Acara yang khidmat dan penuh makna ini tidak hanya dihadiri oleh para tetua dan kepala suku setempat, tetapi juga disaksikan oleh perwakilan dari negara tetangga, Malaysia, menandakan eratnya hubungan kekerabatan budaya yang melintasi batas negara.
Ritual yang dipimpin langsung oleh Hermanus Iwal, selaku Koordinator Timanggung (Timanggung) Kecamatan Sekayam, ini berjalan lancar dan sukses menyatukan seluruh elemen masyarakat.
Peserta dan Tamu Kehormatan:
Kegiatan ini dihadiri oleh pimpinan adat dari berbagai suku besar di wilayah Sekayam, yaitu:
-Suku Paus
-Suku Sisang
-Suku Kerambay
-Suku Golik
-Suku Iban Sebaruk Tanah Kadeh
Kehadiran delegasi dari Malaysia menjadi poin penting yang menegaskan bahwa tradisi budaya adalah jembatan persaudaraan yang abadi.
Tempayan Lambang Perdamaian dan Penghargaan Tertinggi
Pada puncak acara, Hermanus Iwal sebagai koordinator Timanggung mendapat kehormatan luar biasa berupa pemberian Tempayan (guci keramik tradisional yang sangat dihormati dalam budaya Dayak) dari perwakilan suku Dayak dari Malaysia. Pemberian ini bukan sekadar cenderamata, melainkan simbol kepercayaan dan amanah berat.
Dalam sambutannya, Hermanus Iwal mengungkapkan, “Saya diberikan penghargaan berupa Tempayan dari saudara kita dari Malaysia. Ini suatu kebanggaan besar bagi saya selaku Koordinator Timanggung.
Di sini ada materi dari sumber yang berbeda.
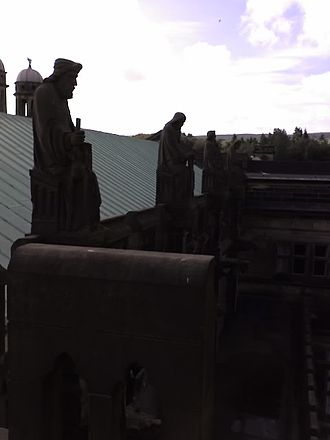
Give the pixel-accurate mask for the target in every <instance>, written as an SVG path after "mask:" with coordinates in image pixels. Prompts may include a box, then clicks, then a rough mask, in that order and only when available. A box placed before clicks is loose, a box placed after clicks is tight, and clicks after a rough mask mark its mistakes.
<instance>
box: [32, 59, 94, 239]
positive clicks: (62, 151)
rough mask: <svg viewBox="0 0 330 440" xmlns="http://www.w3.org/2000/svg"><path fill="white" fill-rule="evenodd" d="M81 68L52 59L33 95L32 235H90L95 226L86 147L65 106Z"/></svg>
mask: <svg viewBox="0 0 330 440" xmlns="http://www.w3.org/2000/svg"><path fill="white" fill-rule="evenodd" d="M81 68H82V65H81V64H79V63H75V62H73V61H70V60H66V59H62V58H60V59H57V60H56V61H55V64H54V72H53V74H52V75H51V76H49V77H48V78H46V79H45V80H44V82H43V83H42V84H41V85H40V86H39V87H38V89H37V90H36V92H35V97H34V105H33V135H34V168H33V170H32V171H31V193H32V203H33V213H32V233H37V234H44V235H47V234H53V233H57V232H61V231H78V230H82V229H87V230H89V229H93V228H94V227H95V225H97V223H98V222H99V220H100V214H99V207H100V204H101V198H100V192H99V187H98V182H97V179H96V176H95V174H94V173H93V171H92V151H91V145H90V144H88V143H86V142H85V133H84V131H82V130H80V120H77V121H78V122H79V123H78V124H77V127H75V126H74V125H73V122H72V119H71V115H70V111H69V107H68V102H67V100H68V99H71V98H72V93H73V90H74V88H75V86H76V85H77V76H78V73H79V71H80V70H81Z"/></svg>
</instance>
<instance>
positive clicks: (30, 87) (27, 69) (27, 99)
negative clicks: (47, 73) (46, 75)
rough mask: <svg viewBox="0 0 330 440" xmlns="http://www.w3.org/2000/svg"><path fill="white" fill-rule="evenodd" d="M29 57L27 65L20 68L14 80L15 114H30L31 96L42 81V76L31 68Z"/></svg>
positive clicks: (30, 62) (31, 107)
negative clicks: (25, 68) (28, 64)
mask: <svg viewBox="0 0 330 440" xmlns="http://www.w3.org/2000/svg"><path fill="white" fill-rule="evenodd" d="M31 61H32V60H30V58H28V62H29V67H28V68H27V69H24V70H22V71H21V72H20V73H19V74H18V76H17V79H16V82H15V93H14V96H16V115H19V116H29V117H31V116H32V107H33V96H34V92H35V90H36V88H37V87H38V86H39V85H40V84H41V83H42V76H41V75H40V73H39V72H37V71H36V70H34V69H32V67H31Z"/></svg>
Makna pemberian Tempayan ini menandakan bahwa saya dipercaya untuk menyatukan, mendinginkan suasana, serta menjaga persatuan dan keamanan di wilayah kita,” ujarnya.
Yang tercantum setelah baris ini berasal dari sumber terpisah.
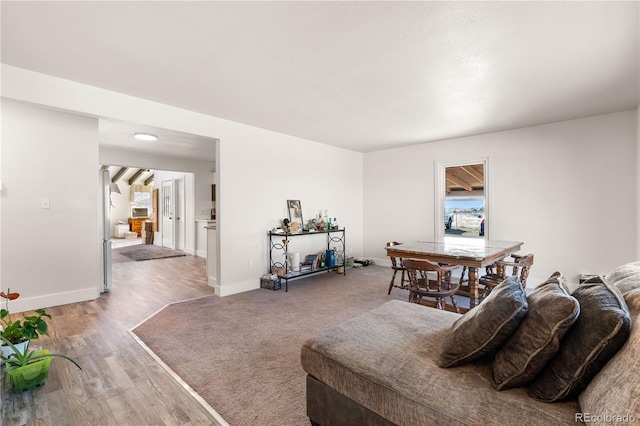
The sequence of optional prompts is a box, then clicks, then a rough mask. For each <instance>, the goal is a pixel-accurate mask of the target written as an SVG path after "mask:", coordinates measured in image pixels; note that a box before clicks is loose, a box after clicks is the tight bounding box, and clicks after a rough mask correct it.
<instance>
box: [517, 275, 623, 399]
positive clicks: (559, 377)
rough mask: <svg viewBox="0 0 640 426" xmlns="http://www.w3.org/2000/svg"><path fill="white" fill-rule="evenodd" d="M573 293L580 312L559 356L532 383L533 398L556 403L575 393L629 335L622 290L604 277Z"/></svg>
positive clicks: (560, 348)
mask: <svg viewBox="0 0 640 426" xmlns="http://www.w3.org/2000/svg"><path fill="white" fill-rule="evenodd" d="M572 296H573V297H575V298H576V299H577V300H578V302H580V315H579V316H578V320H577V321H576V322H575V324H574V325H573V327H571V328H570V329H569V331H568V332H567V334H565V336H564V339H563V340H562V344H561V345H560V350H559V351H558V353H557V354H556V356H555V357H554V358H553V359H552V360H551V361H550V362H549V363H548V364H547V366H546V367H545V368H544V369H543V370H542V372H541V373H540V374H539V375H538V376H536V378H535V380H534V381H533V382H532V383H531V386H530V388H529V396H531V397H532V398H535V399H538V400H541V401H545V402H554V401H559V400H562V399H565V398H569V397H574V396H576V395H577V394H579V393H580V392H582V391H583V390H584V389H585V388H586V387H587V385H588V384H589V382H590V381H591V379H592V378H593V377H594V376H595V375H596V374H598V372H599V371H600V370H601V369H602V367H604V365H605V364H606V363H607V362H608V361H609V360H610V359H611V358H612V357H613V356H614V355H615V354H616V352H618V350H619V349H620V348H621V347H622V345H624V343H625V342H626V341H627V338H628V337H629V333H630V331H631V318H630V316H629V310H628V308H627V305H626V303H625V301H624V299H623V298H622V294H620V291H619V290H618V289H617V288H616V287H615V286H612V285H609V284H608V283H607V282H606V280H605V279H604V277H594V278H591V279H589V280H587V281H585V282H584V283H583V284H582V285H581V286H580V287H578V288H577V289H576V290H575V291H574V292H573V294H572Z"/></svg>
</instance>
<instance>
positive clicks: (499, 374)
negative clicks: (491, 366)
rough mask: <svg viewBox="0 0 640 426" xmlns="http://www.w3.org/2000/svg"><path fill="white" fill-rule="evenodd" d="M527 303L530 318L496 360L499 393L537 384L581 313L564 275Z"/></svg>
mask: <svg viewBox="0 0 640 426" xmlns="http://www.w3.org/2000/svg"><path fill="white" fill-rule="evenodd" d="M527 302H528V303H529V312H528V314H527V317H526V318H525V319H524V321H522V324H520V327H518V329H517V330H516V331H515V333H513V335H512V336H511V337H510V338H509V339H508V340H507V342H506V343H505V344H504V346H502V348H500V349H499V350H498V352H497V353H496V356H495V358H494V360H493V385H494V386H495V387H496V389H498V390H503V389H508V388H512V387H516V386H521V385H523V384H525V383H528V382H530V381H531V380H533V379H534V377H535V375H536V374H538V372H540V370H542V369H543V368H544V366H545V365H546V364H547V362H549V360H550V359H551V358H553V356H554V355H555V354H556V352H558V349H559V347H560V340H561V339H562V337H563V336H564V334H565V333H566V332H567V330H569V328H570V327H571V326H572V325H573V323H574V322H575V321H576V320H577V319H578V314H579V313H580V304H579V303H578V301H577V300H576V299H575V298H574V297H572V296H571V295H569V290H568V289H567V287H566V284H565V278H564V277H563V276H562V274H561V273H560V272H556V273H554V274H553V275H552V276H551V277H550V278H549V279H548V280H547V281H545V282H544V283H542V284H541V285H539V286H538V287H536V288H535V289H534V290H533V291H532V292H531V293H530V294H529V295H528V296H527Z"/></svg>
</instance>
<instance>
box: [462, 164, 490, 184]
mask: <svg viewBox="0 0 640 426" xmlns="http://www.w3.org/2000/svg"><path fill="white" fill-rule="evenodd" d="M460 169H461V170H462V171H464V172H466V173H468V174H469V175H470V176H471V177H473V178H474V179H476V180H477V181H478V182H482V184H483V186H484V176H483V175H482V173H479V172H478V171H477V170H476V169H474V168H473V166H470V167H465V166H461V167H460Z"/></svg>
Dia menambahkan bahwa tugas tersebut memang berat, namun bukan mustahil dijalankan. “Berat tugasnya, tapi berkat kerja sama semua suku yang terlibat di Keramat Tampun Juah, yang berat bisa jadi ringan,” katanya penuh syukur.
Makna Mendalam di Balik Ritual
Ritual Ensélat, Ensangi, dan Bedarak serta pemberian Tempayan memiliki filosofi yang dalam bagi masyarakat Dayak. Tempayan melambangkan perdamaian, persatuan, dan kesejukan. Nilai-nilai luhur seperti kegotong-royongan dan kepatuhan terhadap norma-norma adat dipupuk dalam setiap prosesi ritual, yang pada akhirnya menciptakan kerukunan, ketentraman, dan kedamaian yang hakiki dalam kehidupan bermasyarakat.
Kegiatan ini bukan sekadar seremoni, tetapi merupakan deklarasi bersama untuk terus memelihara tradisi, menjaga warisan leluhur, dan hidup rukun dalam keberagaman suku demi kemajuan daerah perbatasan.